Start by reading this documentation: http://mesos.apache.org/documentation/latest/maintenance/#how-does-it-work

Tested with DC/OS 1.11.4 (Mesos 1.5.1, Marathon 1.6.535), in strict mode.

Basically, there are three modes for a node in Mesos:

You can move from UP to DRAIN by scheduling maintenance, and you can move back to UP from DRAIN by unscheduling maintenance.

The only way to get to DOWN is to first put a node in DRAIN first (you can do this at the same time with multiple queries).

Once a node is DOWN, you can only move it back to UP.

These are the four valid transitions:

Respecting maintenance:

A framework must respect maintenance mode in order for DRAIN to do anything (putting a node in DOWN / starting maintenance will always evict running tasks, regardless of support for maintenance).

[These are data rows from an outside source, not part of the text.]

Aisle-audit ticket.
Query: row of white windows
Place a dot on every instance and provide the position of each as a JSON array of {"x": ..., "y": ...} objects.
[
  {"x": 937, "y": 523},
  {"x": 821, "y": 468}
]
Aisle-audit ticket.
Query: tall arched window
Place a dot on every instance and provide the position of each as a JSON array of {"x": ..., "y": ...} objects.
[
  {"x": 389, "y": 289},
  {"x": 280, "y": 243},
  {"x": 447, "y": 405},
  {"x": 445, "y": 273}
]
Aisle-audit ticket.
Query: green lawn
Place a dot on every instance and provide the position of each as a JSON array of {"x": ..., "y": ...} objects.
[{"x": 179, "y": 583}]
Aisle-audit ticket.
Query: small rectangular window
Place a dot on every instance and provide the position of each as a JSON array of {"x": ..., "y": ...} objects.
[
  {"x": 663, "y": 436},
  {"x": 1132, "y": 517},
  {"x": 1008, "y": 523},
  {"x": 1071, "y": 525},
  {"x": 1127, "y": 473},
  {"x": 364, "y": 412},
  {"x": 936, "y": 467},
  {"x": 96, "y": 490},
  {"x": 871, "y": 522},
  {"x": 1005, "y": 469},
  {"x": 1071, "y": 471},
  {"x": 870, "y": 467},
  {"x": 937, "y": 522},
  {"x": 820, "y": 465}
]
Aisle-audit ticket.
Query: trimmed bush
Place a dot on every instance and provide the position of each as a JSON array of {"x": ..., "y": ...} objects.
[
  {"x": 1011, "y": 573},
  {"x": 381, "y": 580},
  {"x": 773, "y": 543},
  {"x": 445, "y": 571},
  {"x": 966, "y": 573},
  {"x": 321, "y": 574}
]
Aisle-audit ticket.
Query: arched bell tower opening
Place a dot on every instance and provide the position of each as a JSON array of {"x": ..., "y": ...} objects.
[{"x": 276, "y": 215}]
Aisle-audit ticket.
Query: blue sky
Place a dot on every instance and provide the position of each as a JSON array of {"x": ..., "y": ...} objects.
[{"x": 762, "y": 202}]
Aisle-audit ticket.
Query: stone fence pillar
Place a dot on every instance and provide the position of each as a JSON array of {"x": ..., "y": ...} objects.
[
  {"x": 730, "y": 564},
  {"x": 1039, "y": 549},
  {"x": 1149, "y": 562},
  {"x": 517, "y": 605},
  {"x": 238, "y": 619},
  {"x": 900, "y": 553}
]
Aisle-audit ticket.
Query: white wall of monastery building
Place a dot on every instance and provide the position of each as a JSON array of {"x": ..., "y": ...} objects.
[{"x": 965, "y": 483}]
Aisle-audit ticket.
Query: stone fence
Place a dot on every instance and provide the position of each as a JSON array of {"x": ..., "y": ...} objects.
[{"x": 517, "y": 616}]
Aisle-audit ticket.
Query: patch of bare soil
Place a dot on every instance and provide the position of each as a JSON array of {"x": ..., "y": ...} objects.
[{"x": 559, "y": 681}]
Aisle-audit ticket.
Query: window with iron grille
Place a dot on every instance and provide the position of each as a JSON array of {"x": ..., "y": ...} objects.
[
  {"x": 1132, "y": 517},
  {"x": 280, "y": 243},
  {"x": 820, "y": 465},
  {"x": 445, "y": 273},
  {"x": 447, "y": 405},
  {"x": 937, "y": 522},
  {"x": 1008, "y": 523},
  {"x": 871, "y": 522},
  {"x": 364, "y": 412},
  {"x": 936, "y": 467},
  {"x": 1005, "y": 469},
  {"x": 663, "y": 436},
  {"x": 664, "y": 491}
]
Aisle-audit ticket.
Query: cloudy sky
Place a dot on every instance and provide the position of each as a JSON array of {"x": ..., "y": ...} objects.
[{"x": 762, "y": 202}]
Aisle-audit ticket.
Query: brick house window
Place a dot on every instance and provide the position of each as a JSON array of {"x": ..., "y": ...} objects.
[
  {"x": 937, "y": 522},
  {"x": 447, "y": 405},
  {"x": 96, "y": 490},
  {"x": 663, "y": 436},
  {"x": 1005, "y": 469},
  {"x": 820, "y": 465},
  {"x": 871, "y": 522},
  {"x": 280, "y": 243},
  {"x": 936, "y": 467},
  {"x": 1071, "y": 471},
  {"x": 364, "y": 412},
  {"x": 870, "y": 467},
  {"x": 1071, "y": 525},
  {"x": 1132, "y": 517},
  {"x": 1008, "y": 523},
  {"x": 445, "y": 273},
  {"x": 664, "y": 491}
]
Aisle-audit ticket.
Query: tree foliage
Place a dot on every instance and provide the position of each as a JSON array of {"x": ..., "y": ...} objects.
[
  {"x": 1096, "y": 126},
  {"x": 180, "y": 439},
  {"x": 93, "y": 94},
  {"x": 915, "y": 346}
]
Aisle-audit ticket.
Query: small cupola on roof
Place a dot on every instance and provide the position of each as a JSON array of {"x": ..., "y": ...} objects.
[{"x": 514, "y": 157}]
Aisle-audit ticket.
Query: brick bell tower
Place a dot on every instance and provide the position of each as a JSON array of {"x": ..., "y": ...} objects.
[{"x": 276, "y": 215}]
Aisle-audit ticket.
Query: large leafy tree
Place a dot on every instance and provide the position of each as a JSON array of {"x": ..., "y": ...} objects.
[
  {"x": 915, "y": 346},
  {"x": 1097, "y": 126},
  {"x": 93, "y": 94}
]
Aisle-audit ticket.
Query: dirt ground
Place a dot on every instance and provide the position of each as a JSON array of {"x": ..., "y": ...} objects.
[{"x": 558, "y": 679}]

Marathon 1.6.535 (in DC/OS 1.11.4) supports respecting maintenance mode, but it must be turned on via flag. This can be done by doing the following:

sudo mkdir -p /var/lib/dcos/marathon
sudo tee /var/lib/dcos/marathon/environment <<-'EOF'
MARATHON_ENABLE_FEATURES=vips,task_killing,external_volumes,secrets,gpu_resources,maintenance_mode
EOF

This adds the maintenance_mode to the list of enabled features. Note that this overrides the default enabled feature list in DC/OS 1.11.4, which has vips,task_killing,external_volumes,secrets,gpu_resources

You can create this file prior to installing DC/OS (I think permissions will just kind of work, not entirely sure though).

This should not be necessary in Marathon 1.7 (DC/OS 1.12.x).

API Calls

Here are some example calls to perform various actions:

All of these go through the DC/OS Master IP (in this case, 172.31.47.190), using HTTPS and the mesos/api/v1 endpoint (which is the Mesos “V1 Operator” API endpoint)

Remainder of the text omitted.